The real-time recognition of printed music notation using computer vision and deep learning generally addresses two core aspects: optical music recognition and real-time symbol detection. In Ref. [1], the authors present an end-to-end deep convolutional neural network model based on the Darknet-53 backbone (from YOLO [2]) for music symbol detection. The use of Long Short-Term Memory (LSTM) Recurrent Neural Networks (RNNs) for sequential music score reading and contextual retention is discussed in Ref. [3]. Similarly, Ref. [4] introduces a Connectionist Temporal Classification loss function to improve the system’s ability to generalize across various types of monophonic sheet music. Since RNNs compute the loss function in a serial manner, often resulting in low training efficiency and convergence difficulties, Ref. [5] proposes a sequence-to-sequence framework based on a transformer architecture with a masked language model, which yields improved accuracy.
The computation of optimal finger positions and movements has become an increasingly prominent topic in robotics. For instance, the robotic marimba player “Shimon” employs Brushless Direct Current (BLDC) motors to enhance both speed and dynamic range. This system achieves a performance level comparable to that of human musicians and surpasses solenoid-based systems in striking speed, thereby enabling more expressive robotic musical performances [6]. In Ref. [7], the authors introduce a real-time motion planning approach for multi-fingered robotic hands operating in constrained environments. Their method uses neural networks to model collision-free spaces, facilitating dynamic obstacle avoidance and improving dexterity in in-hand manipulation tasks. A comprehensive review of motion planning algorithms is provided in Refs. [8,9], offering insights into the performance, strengths, and limitations of various planners, along with guidance for selecting appropriate algorithms based on specific application requirements.
Controller-driven robotic actuators have advanced the field of robotic musical performance by addressing the challenges of precise actuation and expressive control. For example, Ghost Play [10] is designed to emulate human violin performances using seven electromagnetic linear actuators: three for bowing and four for fingering. Another implementation of Shimon, which also utilizes BLDC motors for enhanced speed, is described in Ref. [6]. The development of anthropomorphic robots capable of playing the flute and saxophone, which mimic human physiology and control mechanisms, is discussed in Ref. [11].
Microcontroller-based implementations for piano-playing robots, which focus on driving actuators for precise key presses and dynamic articulation, are introduced in Refs. [12,13,14]. A more advanced platform is described in Ref. [15], where an Arduino Mega board is employed.

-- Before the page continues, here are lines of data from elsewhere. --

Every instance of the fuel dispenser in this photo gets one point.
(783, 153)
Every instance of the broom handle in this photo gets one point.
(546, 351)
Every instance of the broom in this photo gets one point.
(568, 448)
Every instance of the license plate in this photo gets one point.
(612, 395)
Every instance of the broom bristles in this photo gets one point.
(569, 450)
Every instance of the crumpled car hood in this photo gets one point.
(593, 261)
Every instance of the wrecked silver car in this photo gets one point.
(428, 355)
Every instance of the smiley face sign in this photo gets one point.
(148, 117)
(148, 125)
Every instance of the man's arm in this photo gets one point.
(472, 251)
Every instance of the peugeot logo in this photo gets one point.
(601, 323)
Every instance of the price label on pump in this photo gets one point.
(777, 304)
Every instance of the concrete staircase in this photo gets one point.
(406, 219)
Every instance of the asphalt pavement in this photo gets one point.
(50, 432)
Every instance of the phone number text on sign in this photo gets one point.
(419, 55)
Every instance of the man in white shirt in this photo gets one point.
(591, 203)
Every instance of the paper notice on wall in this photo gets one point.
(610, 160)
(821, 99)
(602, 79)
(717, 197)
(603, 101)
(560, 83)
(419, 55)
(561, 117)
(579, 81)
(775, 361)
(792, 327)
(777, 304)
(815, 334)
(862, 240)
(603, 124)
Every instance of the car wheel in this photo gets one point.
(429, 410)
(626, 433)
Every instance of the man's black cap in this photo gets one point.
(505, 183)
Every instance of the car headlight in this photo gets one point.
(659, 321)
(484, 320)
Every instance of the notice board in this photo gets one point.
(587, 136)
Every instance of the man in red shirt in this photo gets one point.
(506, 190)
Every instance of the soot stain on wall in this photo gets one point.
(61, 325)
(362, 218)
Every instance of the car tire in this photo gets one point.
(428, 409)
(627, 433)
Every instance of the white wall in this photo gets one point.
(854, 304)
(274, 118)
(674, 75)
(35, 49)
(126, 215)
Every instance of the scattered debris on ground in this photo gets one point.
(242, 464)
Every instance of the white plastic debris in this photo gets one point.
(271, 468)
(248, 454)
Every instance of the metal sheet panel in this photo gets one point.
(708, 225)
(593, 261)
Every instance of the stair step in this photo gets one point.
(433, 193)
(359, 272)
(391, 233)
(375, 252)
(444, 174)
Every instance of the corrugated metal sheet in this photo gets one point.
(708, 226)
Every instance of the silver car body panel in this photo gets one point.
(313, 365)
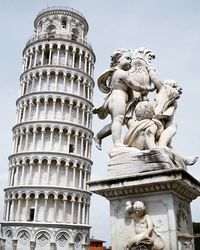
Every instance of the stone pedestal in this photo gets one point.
(166, 193)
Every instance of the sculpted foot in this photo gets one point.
(191, 160)
(98, 142)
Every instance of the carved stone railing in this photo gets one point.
(57, 36)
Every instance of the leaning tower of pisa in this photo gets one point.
(46, 201)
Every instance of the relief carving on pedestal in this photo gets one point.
(145, 237)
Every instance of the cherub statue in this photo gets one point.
(148, 132)
(145, 235)
(145, 131)
(118, 85)
(141, 61)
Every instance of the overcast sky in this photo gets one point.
(170, 28)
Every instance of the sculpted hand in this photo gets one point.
(151, 89)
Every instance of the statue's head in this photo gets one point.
(139, 208)
(174, 85)
(115, 58)
(144, 110)
(144, 54)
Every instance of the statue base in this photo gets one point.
(126, 161)
(166, 193)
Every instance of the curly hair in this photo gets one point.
(116, 55)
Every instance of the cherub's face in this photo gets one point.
(125, 61)
(139, 211)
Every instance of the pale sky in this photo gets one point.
(170, 28)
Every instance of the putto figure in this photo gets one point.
(145, 236)
(117, 83)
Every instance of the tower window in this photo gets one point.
(71, 148)
(64, 23)
(74, 34)
(32, 213)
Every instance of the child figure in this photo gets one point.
(144, 132)
(119, 96)
(145, 235)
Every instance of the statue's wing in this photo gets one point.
(103, 81)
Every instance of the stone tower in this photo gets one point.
(46, 201)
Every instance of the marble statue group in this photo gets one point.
(127, 83)
(147, 182)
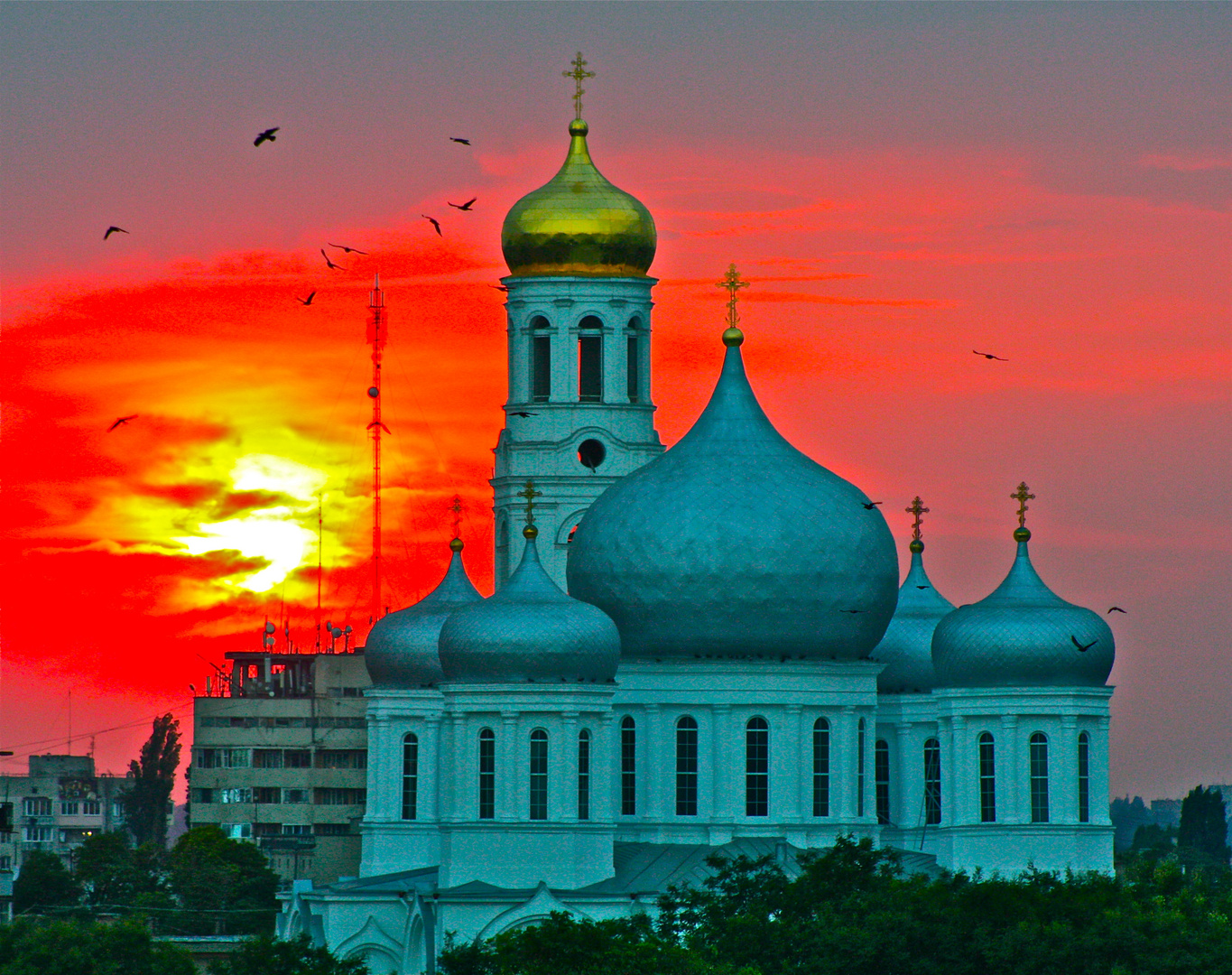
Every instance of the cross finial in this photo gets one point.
(1022, 496)
(578, 74)
(530, 493)
(917, 509)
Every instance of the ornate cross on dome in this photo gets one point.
(530, 493)
(578, 74)
(732, 283)
(1022, 496)
(917, 509)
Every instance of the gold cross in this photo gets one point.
(732, 283)
(530, 493)
(917, 509)
(1022, 496)
(578, 74)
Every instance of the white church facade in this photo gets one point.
(695, 650)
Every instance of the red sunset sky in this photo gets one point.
(901, 182)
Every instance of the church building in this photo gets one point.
(689, 651)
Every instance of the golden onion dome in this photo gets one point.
(578, 225)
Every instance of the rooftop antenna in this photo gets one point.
(377, 338)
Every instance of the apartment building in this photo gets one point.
(280, 758)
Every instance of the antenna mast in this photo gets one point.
(377, 337)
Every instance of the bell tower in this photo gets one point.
(579, 413)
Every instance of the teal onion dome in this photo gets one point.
(402, 646)
(1023, 635)
(735, 543)
(907, 646)
(529, 633)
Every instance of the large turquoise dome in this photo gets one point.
(1023, 635)
(402, 646)
(735, 543)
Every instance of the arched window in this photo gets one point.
(486, 775)
(590, 360)
(931, 782)
(583, 775)
(409, 775)
(820, 766)
(881, 779)
(859, 768)
(1038, 748)
(627, 766)
(539, 775)
(632, 361)
(541, 360)
(686, 766)
(756, 768)
(987, 778)
(1083, 776)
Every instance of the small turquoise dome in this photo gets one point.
(1023, 635)
(735, 543)
(907, 646)
(529, 633)
(402, 646)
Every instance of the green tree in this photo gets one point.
(223, 887)
(1201, 840)
(77, 948)
(152, 776)
(43, 886)
(267, 957)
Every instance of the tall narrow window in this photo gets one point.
(756, 768)
(931, 782)
(1039, 759)
(632, 363)
(583, 775)
(820, 766)
(541, 360)
(627, 766)
(539, 775)
(409, 775)
(486, 775)
(686, 766)
(859, 768)
(881, 779)
(1083, 776)
(987, 779)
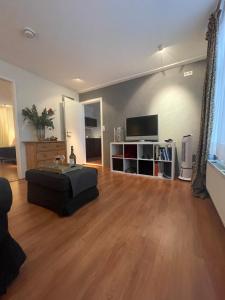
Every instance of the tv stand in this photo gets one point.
(151, 159)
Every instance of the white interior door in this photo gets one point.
(75, 129)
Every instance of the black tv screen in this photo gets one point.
(145, 127)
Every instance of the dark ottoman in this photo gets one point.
(62, 193)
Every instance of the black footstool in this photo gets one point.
(62, 193)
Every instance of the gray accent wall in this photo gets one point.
(175, 98)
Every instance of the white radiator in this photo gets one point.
(215, 183)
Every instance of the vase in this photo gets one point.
(41, 133)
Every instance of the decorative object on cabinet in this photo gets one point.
(39, 121)
(38, 154)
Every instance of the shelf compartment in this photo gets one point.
(163, 169)
(163, 153)
(145, 152)
(117, 164)
(117, 151)
(130, 151)
(130, 166)
(146, 167)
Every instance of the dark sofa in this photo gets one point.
(11, 254)
(54, 191)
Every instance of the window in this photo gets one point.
(218, 134)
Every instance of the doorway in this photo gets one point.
(93, 131)
(8, 161)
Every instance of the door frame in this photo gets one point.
(16, 126)
(88, 102)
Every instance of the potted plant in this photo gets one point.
(39, 121)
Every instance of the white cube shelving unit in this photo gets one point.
(152, 159)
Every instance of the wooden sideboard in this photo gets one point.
(40, 153)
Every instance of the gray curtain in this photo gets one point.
(199, 176)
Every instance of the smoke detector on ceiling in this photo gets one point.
(29, 33)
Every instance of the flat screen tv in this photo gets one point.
(142, 128)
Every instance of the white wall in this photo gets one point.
(31, 89)
(6, 92)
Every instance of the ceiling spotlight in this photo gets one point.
(78, 79)
(29, 33)
(160, 47)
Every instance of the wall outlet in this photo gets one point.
(188, 73)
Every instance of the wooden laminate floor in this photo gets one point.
(142, 239)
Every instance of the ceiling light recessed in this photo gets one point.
(160, 47)
(29, 33)
(78, 79)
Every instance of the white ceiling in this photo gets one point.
(101, 41)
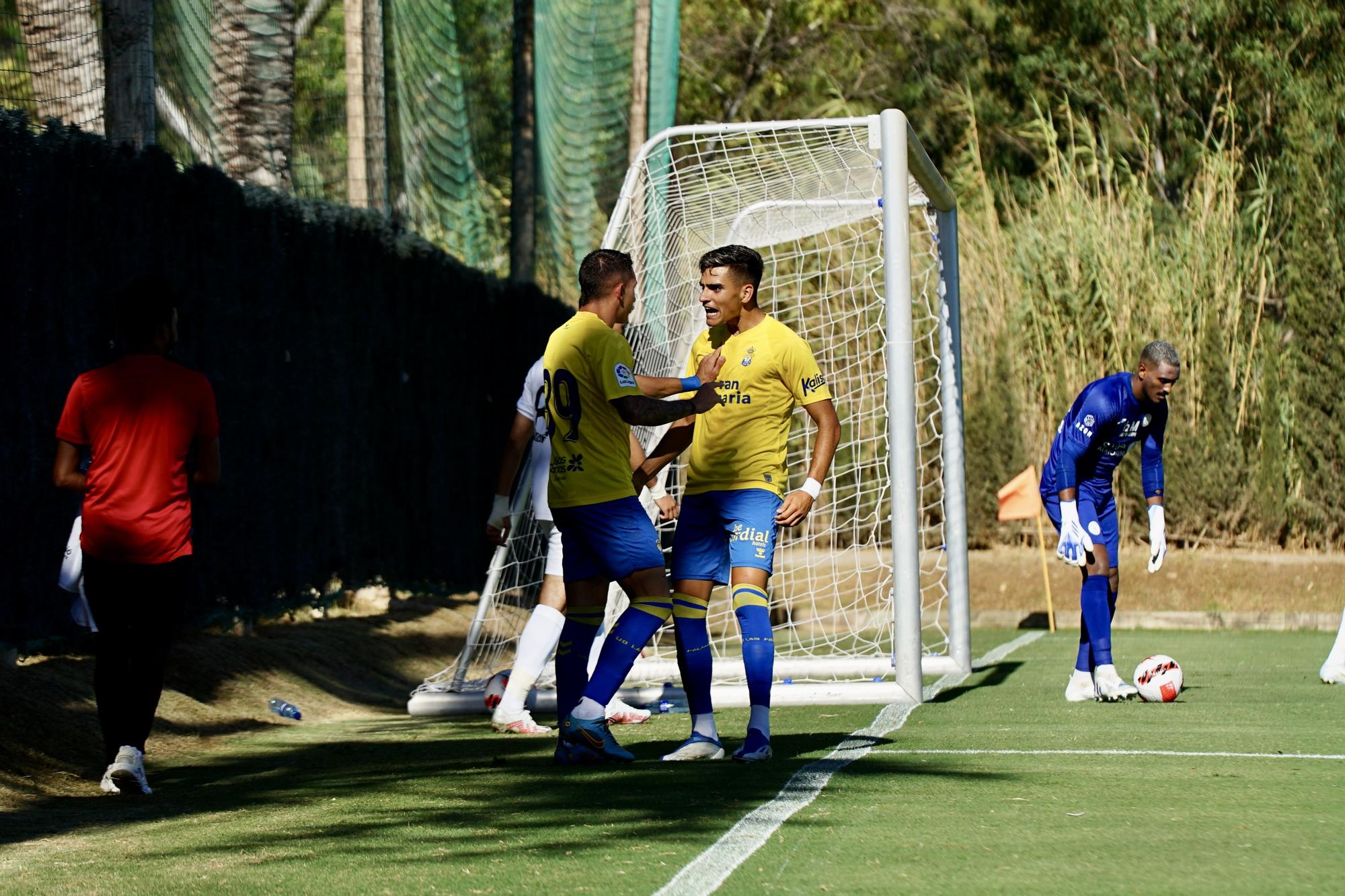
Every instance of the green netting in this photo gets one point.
(445, 196)
(583, 115)
(264, 91)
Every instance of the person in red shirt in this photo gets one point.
(142, 419)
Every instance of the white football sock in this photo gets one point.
(590, 708)
(536, 646)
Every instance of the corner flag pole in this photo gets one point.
(1046, 575)
(1020, 499)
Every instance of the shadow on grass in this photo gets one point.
(999, 674)
(50, 720)
(391, 787)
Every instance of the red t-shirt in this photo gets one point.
(141, 416)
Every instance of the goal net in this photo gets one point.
(859, 236)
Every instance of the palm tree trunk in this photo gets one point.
(254, 83)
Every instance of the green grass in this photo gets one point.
(404, 805)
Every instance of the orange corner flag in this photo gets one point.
(1020, 499)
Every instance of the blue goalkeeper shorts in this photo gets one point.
(1097, 513)
(609, 540)
(719, 530)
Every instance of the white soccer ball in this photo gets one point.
(1159, 678)
(496, 688)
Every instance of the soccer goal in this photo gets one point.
(860, 239)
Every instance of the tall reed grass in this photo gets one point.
(1069, 276)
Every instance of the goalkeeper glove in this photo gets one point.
(1075, 545)
(1157, 537)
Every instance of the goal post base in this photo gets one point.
(805, 693)
(442, 704)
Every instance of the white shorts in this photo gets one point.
(555, 565)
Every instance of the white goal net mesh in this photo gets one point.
(808, 198)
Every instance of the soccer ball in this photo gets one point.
(1159, 678)
(496, 688)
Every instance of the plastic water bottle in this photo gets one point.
(286, 709)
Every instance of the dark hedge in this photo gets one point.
(365, 380)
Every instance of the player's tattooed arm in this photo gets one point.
(642, 411)
(798, 503)
(665, 386)
(675, 442)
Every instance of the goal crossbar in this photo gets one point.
(860, 237)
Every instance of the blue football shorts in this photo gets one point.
(719, 530)
(1097, 513)
(610, 540)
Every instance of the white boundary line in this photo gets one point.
(704, 873)
(1102, 752)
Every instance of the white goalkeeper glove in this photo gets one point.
(1157, 537)
(1075, 545)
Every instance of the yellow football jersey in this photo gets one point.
(586, 366)
(767, 372)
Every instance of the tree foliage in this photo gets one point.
(1046, 115)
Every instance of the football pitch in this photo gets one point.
(997, 784)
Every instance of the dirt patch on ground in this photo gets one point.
(364, 658)
(360, 661)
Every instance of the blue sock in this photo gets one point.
(1097, 618)
(693, 651)
(753, 610)
(1085, 661)
(625, 643)
(572, 653)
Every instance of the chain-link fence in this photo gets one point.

These projects collectively demonstrate the versatility of microcontrollers such as Arduino in automating piano performances.
Recent OMR frameworks such as Audiveris, OpenOMR, and Refs. [16,17,18] offer robust pipelines for symbol recognition and semantic reconstruction. In the context of robotic music performance, advanced systems like the two-hand robot [19] represent the frontier of human-like articulation. Moreover, the broader field of Music Information Retrieval (MIR) [20] explores expressive performance modeling, audio-to-score alignment, and emotion-aware playbacks—areas that align closely with the goals of our robotic system.
This work contributes to the field of intelligent robotic performance by proposing a fully integrated end-to-end system that combines computer vision, AI-driven music interpretation, motion planning, and mechanical actuation. Unlike previous systems that addressed individual components (e.g., OMR or actuation), our pipeline translates visual sheet music into executable trajectories with temporal synchronization and mechanical accuracy. The novelty lies in the real-time heuristic motion planner that dynamically groups notes and optimally assigns fingers using a cost-based formulation. Additionally, we present a modular 32-DoF robotic hand design capable of three-dimensional motion with formal latency and precision validation.

2. Materials and Methods

Robotic systems that integrate computer vision and machine learning techniques have demonstrated significant potential across a wide range of applications, from autonomous navigation to human–computer interaction. In this study, we propose a novel approach to musical performance automation using a robotic platform capable of interpreting and executing musical scores using image-based analysis and precise actuation.
The developed robotic system integrates advanced computer vision techniques, artificial intelligence-driven algorithms, and precise robotic actuation into a structured workflow, as illustrated in Figure 1. The workflow is divided into distinct processing modules. Initially, the system performs image acquisition by capturing a high-resolution image of the musical sheet. This captured image serves as the input for subsequent modules.
Following acquisition, the image-processing module employs a combination of sophisticated techniques. A YOLO-based neural network detects and classifies musical symbols such as notes, rests, clefs, and accidentals. In parallel, advanced image processing algorithms are utilized to remove staff lines and accurately identify the note positions on the processed sheet music.
Subsequently, a dedicated finger position control module calculates optimal finger placements and movement trajectories. This module employs heuristic algorithms to optimize both finger and hand motions while synchronizing the temporal sequence of the performance. The motion planning strategy incorporates dynamic positioning and collision avoidance to ensure both precision and efficiency.
Finally, the computed control commands from the finger position control module are transmitted to microcontroller that drives robotic actuators, enabling precise key presses and dynamic articulations, ultimately resulting in a coherent, expressive, and realistic musical performance.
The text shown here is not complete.